Compression pipeline

lfpack applies eight sequential stages to raw Neuropixels LFP data before encoding. This page explains what each stage does and why it is included.

raw LFP (2500 Hz, 384 ch)
  └─ 1. Bad-channel detection
  └─ 2. Dephasing
  └─ 3. Highpass filter
  └─ 4. Bad-channel interpolation
  └─ 5. CAR
  └─ 6. Decimation  → 250 Hz
  └─ 7. Cadzow denoising
  └─ 8. Adaptive SVD + wavelet-packet thresholding

Stages 1–6 constitute standard LFP preprocessing; stages 7–8 are the codec itself.

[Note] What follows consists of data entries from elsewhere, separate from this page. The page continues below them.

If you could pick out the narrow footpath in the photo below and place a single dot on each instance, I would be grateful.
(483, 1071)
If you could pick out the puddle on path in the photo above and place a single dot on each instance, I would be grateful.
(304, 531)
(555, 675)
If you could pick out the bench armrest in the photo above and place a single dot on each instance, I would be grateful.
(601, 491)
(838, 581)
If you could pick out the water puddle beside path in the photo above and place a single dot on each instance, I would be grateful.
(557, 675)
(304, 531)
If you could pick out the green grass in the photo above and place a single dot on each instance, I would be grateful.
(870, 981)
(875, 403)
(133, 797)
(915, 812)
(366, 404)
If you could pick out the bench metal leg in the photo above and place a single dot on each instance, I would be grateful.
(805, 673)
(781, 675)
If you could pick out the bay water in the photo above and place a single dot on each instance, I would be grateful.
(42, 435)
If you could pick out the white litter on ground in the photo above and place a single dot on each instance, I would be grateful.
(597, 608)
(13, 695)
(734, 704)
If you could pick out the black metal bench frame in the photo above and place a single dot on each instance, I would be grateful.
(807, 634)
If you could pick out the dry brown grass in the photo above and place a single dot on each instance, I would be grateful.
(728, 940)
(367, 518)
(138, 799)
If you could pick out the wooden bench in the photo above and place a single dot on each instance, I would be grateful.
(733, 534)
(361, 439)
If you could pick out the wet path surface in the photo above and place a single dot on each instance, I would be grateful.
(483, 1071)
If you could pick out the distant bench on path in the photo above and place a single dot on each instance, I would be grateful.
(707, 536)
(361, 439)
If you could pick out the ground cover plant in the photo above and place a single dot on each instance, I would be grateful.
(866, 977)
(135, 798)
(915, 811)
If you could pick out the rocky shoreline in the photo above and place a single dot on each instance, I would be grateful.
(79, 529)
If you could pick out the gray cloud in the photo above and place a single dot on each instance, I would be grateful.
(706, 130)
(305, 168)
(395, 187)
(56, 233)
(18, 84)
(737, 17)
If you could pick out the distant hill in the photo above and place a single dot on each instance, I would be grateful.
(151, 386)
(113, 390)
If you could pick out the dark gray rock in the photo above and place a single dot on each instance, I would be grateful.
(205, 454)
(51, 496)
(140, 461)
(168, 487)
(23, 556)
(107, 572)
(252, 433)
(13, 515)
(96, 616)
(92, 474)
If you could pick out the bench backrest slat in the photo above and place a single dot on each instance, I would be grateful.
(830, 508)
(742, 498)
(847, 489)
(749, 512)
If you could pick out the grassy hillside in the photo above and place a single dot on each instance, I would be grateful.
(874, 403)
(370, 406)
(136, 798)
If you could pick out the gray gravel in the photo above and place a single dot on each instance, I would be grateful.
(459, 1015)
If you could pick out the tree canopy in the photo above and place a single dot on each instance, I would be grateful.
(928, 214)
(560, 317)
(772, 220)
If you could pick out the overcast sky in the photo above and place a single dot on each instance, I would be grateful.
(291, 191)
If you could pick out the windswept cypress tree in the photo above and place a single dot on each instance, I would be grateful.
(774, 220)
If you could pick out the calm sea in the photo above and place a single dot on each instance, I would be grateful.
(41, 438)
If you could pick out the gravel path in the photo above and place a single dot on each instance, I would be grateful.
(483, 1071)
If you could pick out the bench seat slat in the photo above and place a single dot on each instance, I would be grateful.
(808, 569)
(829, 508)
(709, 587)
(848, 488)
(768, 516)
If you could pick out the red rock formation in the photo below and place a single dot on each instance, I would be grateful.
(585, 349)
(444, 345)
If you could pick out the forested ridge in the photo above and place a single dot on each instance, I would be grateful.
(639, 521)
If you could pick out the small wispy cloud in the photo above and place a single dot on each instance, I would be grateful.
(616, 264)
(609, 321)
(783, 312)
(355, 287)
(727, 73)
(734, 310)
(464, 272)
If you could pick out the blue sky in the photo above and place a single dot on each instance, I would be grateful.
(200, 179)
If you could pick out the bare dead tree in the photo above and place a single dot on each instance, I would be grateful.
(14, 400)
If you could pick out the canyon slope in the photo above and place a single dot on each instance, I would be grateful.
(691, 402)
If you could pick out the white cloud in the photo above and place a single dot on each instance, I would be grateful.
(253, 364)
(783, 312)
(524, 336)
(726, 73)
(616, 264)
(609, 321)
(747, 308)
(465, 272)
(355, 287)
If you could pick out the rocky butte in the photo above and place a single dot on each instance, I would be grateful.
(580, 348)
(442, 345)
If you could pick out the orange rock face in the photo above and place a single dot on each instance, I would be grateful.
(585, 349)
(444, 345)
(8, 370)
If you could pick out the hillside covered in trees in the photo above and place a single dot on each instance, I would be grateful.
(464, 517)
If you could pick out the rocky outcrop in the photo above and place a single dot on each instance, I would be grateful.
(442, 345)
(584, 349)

Stage 1 — Bad-channel detection

Automatic per-channel quality labels are assigned before any processing:

Label	Meaning
0	Good
1	Dead (flat or disconnected)
2	Noisy (excessive high-frequency variance)
3	Outside brain

Labels are computed by ibldsp.voltage.detect_bad_channels_cbin (International Brain Laboratory 2022) and stored in the HDF5 meta group. Labelling before any preprocessing ensures the classification is not biased by later operations.

Stage 2 — Dephasing

NP1 probes sample channels on a rolling basis, introducing a per-channel fractional-sample time offset. Each channel is phase-rotated in the frequency domain by ibldsp.fourier.fshift to align all channels to a common time reference before filtering. This stage is skipped for NP2 probes (sampling at 30_000 Hz gives a negligible time shift).

Without dephasing, high-frequency coherent signals appear artificially phase-shifted across the probe, which inflates the SVD rank and increases file size.

Stage 3 — Highpass filter

A 3rd-order zero-phase Butterworth highpass at 2 Hz removes slow DC drifts. The cutoff is set below the theta band (4–8 Hz) to preserve all physiologically relevant LFP content while eliminating low-frequency movement artefacts and electrode drift.

scipy.signal.sosfiltfilt is used for zero-phase (non-causal) filtering.

Parameter: highpass_cutoff (default 2.0 Hz)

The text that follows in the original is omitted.